In October 2013, the Obama administration undertook a series of steps to curtail the fraud recovery program. Over subsequent months, the administration suspended auditing activity and put a hold on awarding new contracts to police Medicare billing. Existing contracts have been extended only for “administrative and transition activities.” In other words, the audits are supposed to wind down. 

The suspension of the audit program is a victory for the American Hospital Association, which has led a lobbying campaign against the program. In a series of letters, the AHA has not only lobbied against the RAC program, but even auditing efforts by the federal government’s own Office of the Inspector General. 

“The OIG’s approach grossly exaggerates estimated Medicare overpayments, leads to excessive recoveries by Medicare contractors, and otherwise prejudices and burdens hospitals,” one of the letters argues. Apparently, any audit process is too much for the nation’s hospitals. 
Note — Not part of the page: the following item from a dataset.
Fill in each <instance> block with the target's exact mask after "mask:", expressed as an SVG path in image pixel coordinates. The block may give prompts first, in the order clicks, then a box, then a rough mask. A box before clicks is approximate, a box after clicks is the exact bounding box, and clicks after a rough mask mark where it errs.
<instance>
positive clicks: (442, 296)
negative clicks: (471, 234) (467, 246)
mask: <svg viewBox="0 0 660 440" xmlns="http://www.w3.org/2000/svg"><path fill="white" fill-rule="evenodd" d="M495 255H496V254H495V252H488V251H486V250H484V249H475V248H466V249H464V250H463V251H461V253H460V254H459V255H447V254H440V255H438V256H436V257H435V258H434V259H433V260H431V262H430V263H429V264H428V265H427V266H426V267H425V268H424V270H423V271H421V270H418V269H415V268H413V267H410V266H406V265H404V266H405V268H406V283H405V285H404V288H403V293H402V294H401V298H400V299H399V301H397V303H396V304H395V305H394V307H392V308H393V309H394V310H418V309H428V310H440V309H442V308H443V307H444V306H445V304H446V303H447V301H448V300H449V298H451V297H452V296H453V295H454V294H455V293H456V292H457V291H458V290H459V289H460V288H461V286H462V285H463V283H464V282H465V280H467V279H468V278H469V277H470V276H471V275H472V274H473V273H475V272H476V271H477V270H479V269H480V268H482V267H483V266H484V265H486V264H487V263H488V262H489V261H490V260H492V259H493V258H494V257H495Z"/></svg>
One piece of legislation, introduced by House Republicans, would block audits of Medicare providers unless their estimated error rate exceeded 40% of total billing. In other words, more than one-third of bills submitted to Medicare could be fraudulent before any audit threshold was triggered. Earlier this year, Congress passed legislation to suspend all audits for another 6 months. 

In the 2012 fiscal year, federal health care programs, including Medicare, Medicare Advantage and Medicaid, spent more than $60 billion in improper payments. A big chunk of the federal budget deficit could be eliminated, simply by ensuring that federal health care dollars are spent properly. Even such an obvious action runs into a lobbying buzz saw in Washington, however. 

If the nation isn’t serious about curtailing spending that, by law, shouldn’t exist, what hope is there to curtail the spending choices we’ve actually made?